Deterministic Inference across Tensor Parallel Sizes That Eliminates Training-Inference Mismatch

arXiv:2511.17826v2 Announce Type: replace Abstract: Deterministic inference is increasingly critical for large language model (LLM) applications such as LLM-as-a-judge evaluation, multi-agent systems, and Reinforcement Learning (RL). However, existing LLM serving frameworks exhibit non-deterministic behavior: identical inputs can yield different outputs when system configurations (e.g., tensor parallel (TP) size, batch size) vary, even under greedy decoding. This arises from the non-associativity of floating-point arithmetic and inconsistent reduction orders across GPUs. While prior work has a
The increasing complexity and mission-criticality of large language model (LLM) applications demand higher reliability, making deterministic inference a pressing concern.

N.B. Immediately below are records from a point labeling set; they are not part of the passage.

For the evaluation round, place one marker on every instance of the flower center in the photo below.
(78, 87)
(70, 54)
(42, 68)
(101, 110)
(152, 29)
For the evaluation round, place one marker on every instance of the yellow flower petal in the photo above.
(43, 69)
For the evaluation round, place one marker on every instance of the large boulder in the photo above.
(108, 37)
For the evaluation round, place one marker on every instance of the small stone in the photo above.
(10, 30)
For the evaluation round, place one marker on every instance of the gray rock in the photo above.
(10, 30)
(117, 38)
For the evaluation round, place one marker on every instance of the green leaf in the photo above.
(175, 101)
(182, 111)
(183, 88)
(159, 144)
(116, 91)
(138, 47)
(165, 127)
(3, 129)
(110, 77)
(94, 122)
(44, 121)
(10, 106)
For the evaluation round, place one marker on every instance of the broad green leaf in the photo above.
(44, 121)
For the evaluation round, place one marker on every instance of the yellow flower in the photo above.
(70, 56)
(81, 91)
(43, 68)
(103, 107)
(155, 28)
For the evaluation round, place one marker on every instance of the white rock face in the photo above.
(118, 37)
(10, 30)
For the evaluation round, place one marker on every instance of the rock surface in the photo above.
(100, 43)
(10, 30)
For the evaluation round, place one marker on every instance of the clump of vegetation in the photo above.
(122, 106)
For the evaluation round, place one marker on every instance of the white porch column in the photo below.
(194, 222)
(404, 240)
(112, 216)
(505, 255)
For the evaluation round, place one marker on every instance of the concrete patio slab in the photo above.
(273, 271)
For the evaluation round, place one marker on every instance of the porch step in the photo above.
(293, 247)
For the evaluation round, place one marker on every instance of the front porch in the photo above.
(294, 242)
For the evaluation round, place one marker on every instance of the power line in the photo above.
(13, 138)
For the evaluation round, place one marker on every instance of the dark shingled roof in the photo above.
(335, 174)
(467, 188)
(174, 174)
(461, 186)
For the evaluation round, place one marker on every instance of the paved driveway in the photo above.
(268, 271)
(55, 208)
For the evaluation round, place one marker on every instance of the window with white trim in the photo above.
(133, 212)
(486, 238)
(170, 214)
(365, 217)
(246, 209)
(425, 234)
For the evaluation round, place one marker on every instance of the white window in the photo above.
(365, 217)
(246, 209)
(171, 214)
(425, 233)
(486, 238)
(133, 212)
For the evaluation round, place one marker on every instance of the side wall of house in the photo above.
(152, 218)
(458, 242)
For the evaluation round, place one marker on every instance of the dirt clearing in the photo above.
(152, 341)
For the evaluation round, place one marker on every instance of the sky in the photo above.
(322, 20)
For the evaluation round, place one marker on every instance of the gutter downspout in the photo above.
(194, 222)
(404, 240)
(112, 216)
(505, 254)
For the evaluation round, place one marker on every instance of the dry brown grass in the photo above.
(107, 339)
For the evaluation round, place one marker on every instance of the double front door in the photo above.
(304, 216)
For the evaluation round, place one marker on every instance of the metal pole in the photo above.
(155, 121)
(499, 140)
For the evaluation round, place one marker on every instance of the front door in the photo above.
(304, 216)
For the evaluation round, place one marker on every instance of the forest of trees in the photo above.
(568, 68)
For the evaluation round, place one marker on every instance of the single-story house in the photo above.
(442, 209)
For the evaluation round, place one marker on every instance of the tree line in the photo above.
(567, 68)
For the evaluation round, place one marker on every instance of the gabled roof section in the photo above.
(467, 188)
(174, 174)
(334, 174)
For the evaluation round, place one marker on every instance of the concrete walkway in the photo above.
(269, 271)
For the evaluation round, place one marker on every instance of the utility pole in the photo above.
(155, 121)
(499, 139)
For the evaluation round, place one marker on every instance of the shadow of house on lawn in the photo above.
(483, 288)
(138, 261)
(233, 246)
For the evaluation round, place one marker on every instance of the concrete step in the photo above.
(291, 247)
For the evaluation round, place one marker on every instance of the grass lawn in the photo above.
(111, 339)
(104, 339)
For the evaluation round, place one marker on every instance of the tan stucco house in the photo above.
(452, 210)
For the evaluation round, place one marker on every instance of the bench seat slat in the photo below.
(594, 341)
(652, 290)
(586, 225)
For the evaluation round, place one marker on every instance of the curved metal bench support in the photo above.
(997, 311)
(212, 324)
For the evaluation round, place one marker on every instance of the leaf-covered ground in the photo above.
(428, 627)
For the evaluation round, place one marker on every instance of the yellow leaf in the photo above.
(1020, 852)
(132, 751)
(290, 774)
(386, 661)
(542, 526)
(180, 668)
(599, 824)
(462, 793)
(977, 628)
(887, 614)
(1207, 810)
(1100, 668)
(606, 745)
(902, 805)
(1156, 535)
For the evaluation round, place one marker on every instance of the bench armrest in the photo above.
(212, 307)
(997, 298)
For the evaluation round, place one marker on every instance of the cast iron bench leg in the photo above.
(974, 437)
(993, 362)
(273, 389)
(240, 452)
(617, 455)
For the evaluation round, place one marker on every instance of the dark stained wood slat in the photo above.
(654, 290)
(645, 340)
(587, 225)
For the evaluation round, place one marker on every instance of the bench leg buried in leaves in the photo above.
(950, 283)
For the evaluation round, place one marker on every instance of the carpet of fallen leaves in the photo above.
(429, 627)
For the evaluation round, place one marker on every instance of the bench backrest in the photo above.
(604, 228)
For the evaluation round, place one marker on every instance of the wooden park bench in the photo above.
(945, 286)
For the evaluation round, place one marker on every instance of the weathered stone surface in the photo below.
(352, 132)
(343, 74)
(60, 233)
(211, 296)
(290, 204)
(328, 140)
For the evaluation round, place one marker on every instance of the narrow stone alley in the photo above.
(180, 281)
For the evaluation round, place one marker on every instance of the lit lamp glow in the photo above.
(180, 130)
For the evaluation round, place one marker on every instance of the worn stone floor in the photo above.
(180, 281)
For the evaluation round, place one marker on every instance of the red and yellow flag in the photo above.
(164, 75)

Non-deterministic LLM behavior undermines the reliability and trustworthiness of AI systems, crucial for sensitive applications like multi-agent systems and safety-critical evaluations.
Achieving deterministic inference will enable more consistent and auditable LLM operations, allowing for more robust development and deployment of advanced AI applications.
- · LLM developers
- · AI safety researchers
- · Multi-agent system providers
- · Cloud infrastructure providers
- · Platforms with non-deterministic LLM serving frameworks
Increased trust and adoption of LLM-powered applications in critical sectors due to enhanced reliability.
Faster development and debugging cycles for complex AI systems as behavior becomes predictable and reproducible.
The potential for new regulatory standards and certifications for deterministic AI systems, impacting market entry and compliance.